Так утверждала мама. Если у меня чесался правый глаз, то ради соблюдения симметрии следовало почесать левый. Я начал верить в симметрию и был готов совершить все те ошибки, из-за которых моя мама всю жизнь шла в неверном направлении. Но когда я окончил среднюю музыкальную школу, расстался с семьей и уехал учиться в Белград, то прильнул к божеству асимметрии, уверовав, что оно сохранит меня от неправильного пути. Так, я стал вытаскивать из-под джемпера только один уголок воротника, что весьма нервировало мою девушку, нежную флейтистку. В холодильник я беспорядочно складывал бутылки и пакеты с молоком и соками, по радиаторам развешивал носки, специально следя за тем, чтобы они сушились не парами и чтобы гольфы занимали именно ту часть батареи, которая, по теории моей мамы, была наименее горячей. Ноты и книги на полках располагались не по размеру и не в алфавитном порядке и даже не по тематике, я складывал их без какого-либо порядка. Все это весьма нервировало мою девушку, и она вскоре оставила меня. Родители переехали в Белград, и я опять стал жить с ними. Я отказался от асимметрии, но не из-за мамы, а потому что понял: мое упорное соблюдение беспорядка со временем превратится в тайный, но практически в такой же порядок. И не было никакой разницы в том, чтобы стать рабом симметрии или асимметрии. Я хотел быть равнодушным. Как моя равнодушная сестра. Она вышла замуж и осталась жить на море.
«Моя жизнь прошла в мытье посуды, вытирании пыли, в заготовках на зиму, – говорила мама в минуты, когда достигала точки, с которой все выглядело бессмысленным. – Дом это пропасть, потому что все время надо что-то делать, даже присесть некогда, и все время говоришь, хорошо бы отдохнуть немного. Такая жизнь и Богу надоела бы. Дом это тюрьма, и нет оков крепче ежедневных домашних дел.
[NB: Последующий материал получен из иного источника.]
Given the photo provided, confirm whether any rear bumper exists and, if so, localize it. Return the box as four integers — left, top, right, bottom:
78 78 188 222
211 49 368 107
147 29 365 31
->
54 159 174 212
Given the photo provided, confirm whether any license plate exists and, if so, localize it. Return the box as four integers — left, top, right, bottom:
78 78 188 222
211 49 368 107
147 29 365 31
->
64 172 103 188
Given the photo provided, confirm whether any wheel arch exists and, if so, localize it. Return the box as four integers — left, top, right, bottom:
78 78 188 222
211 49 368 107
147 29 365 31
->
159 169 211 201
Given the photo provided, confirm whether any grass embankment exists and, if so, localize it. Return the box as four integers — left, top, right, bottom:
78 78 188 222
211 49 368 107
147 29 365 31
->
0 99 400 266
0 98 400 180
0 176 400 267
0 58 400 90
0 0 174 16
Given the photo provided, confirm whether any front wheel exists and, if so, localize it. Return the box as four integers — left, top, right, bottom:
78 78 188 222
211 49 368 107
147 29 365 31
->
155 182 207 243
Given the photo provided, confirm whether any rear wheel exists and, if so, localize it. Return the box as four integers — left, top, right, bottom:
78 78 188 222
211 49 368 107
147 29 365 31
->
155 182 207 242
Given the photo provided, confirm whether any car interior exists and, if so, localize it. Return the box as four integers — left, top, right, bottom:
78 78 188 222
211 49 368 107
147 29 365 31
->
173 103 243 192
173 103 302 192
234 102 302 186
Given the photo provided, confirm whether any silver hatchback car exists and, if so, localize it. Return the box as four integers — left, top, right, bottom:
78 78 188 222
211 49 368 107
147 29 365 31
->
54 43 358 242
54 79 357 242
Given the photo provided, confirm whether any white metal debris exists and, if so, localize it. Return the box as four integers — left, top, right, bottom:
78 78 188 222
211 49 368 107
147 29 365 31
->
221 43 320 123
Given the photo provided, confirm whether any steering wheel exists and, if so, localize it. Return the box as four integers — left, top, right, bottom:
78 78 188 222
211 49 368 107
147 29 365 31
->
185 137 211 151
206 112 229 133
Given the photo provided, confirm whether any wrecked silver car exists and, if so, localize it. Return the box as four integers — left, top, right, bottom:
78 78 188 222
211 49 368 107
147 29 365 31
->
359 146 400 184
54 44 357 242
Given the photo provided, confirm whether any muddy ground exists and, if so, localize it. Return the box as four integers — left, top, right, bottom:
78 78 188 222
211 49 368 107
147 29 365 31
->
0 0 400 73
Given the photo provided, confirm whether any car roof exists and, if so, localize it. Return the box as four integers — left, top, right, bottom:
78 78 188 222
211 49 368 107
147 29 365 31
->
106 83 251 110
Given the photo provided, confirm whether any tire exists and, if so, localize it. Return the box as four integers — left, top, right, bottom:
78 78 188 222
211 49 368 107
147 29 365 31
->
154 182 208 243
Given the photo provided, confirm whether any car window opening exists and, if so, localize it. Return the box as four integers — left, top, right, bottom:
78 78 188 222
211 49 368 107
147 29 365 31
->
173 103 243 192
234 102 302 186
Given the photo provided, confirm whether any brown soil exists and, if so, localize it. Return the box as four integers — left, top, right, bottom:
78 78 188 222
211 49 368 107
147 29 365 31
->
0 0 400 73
У всех у вас есть какое-то свое увлечение, этот весь мир объехал, знаю, ему не так уж и легко на море, но есть о чем поболтать с коллегами на пароходе и отвлечься, погулять по городам, и только я томлюсь в четырех стенах, постоянно в делах и вроде как не работаю, и никто этого не замечает. Как хочется бросить все и уйти в кафе, почитать газеты и выпить кофе».
Мама так никогда и не осуществула свою угрозу уйти в кафе, чтобы там выпить кофе и почитать газеты. Хотя после обеда и мытья посуды ежедневно следовал привычный ритуал: газеты и кофе. И я никак не понимал разницы в том, делать это дома или в кафе. Но, похоже, человек вынужден жить там, где ему меньше всего хочется жить. Так, например, я половину жизни провел, играя в барах отелей, но все время мечтал о концертных залах, страдал по просторным холлам оперных театров, залитых светом шикарных люстр. Я видел голые плечи дам, жадно отыскивающих меня взглядами, в то время как я в тот момент в гримерке сосредоточивался перед выступлением.